‘Where is our empathy?’
Recently, a bench was installed on the sidewalk by Dunkin’ Donuts on West College Avenue and in front of Hearts for the Homeless with extra arms as a deterrent to the homeless population in State College. This type of design is actually called “defensive architecture,” which sounds like a small military operation, but in reality is an attack on some of the most vulnerable people in our population.
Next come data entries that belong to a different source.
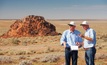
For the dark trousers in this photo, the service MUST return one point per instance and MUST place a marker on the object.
(69, 54)
(90, 55)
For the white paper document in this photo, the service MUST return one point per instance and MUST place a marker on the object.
(74, 47)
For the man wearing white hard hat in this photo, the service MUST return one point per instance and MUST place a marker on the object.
(89, 43)
(71, 40)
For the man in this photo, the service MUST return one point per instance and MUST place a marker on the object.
(89, 43)
(70, 39)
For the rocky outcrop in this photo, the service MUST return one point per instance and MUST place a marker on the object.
(31, 26)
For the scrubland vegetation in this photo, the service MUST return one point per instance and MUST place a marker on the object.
(46, 50)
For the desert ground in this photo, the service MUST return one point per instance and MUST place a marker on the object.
(46, 50)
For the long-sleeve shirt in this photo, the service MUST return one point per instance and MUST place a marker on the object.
(92, 34)
(71, 38)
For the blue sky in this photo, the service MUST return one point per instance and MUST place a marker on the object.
(54, 9)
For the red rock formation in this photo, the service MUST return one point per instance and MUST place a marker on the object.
(31, 26)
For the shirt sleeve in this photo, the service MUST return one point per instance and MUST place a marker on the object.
(63, 38)
(92, 34)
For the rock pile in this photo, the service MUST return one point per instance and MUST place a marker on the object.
(31, 26)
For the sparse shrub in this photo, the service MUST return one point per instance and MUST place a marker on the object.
(25, 62)
(22, 57)
(5, 59)
(50, 58)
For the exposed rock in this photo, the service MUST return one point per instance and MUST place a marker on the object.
(31, 26)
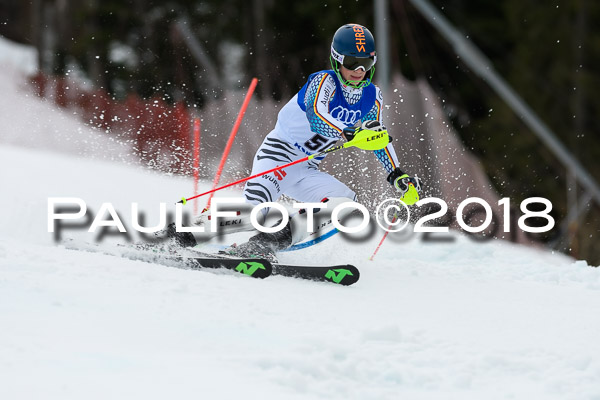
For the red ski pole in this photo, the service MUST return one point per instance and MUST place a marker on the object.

Being homeless is hard; the reasons behind homelessness are even harder to understand. Our society doesn’t do well with mental illness or addiction. We don’t understand why some people can’t simply pull themselves up by their bootstraps. We don’t want to look at anything that makes us uncomfortable, if even for a moment. We’re secure in our jobs, our homes and the safety nets we tell ourselves we have in place so that is never us. It’s easy to be dismissive when everything you own is not in a backpack or a rolled-up sleeping bag.
I am just wondering why, as a community, we tolerate the vomit, public urination and riots that accompany every college football game, whether played in State College or not, but a person sleeping on a bench is where we have decided to actually draw the line? Where is our empathy? Where is our ability to walk in someone else’s shoes? Are we that entitled?
Please have this bench removed and a regular one installed. Let’s be better than this, because we are better than this.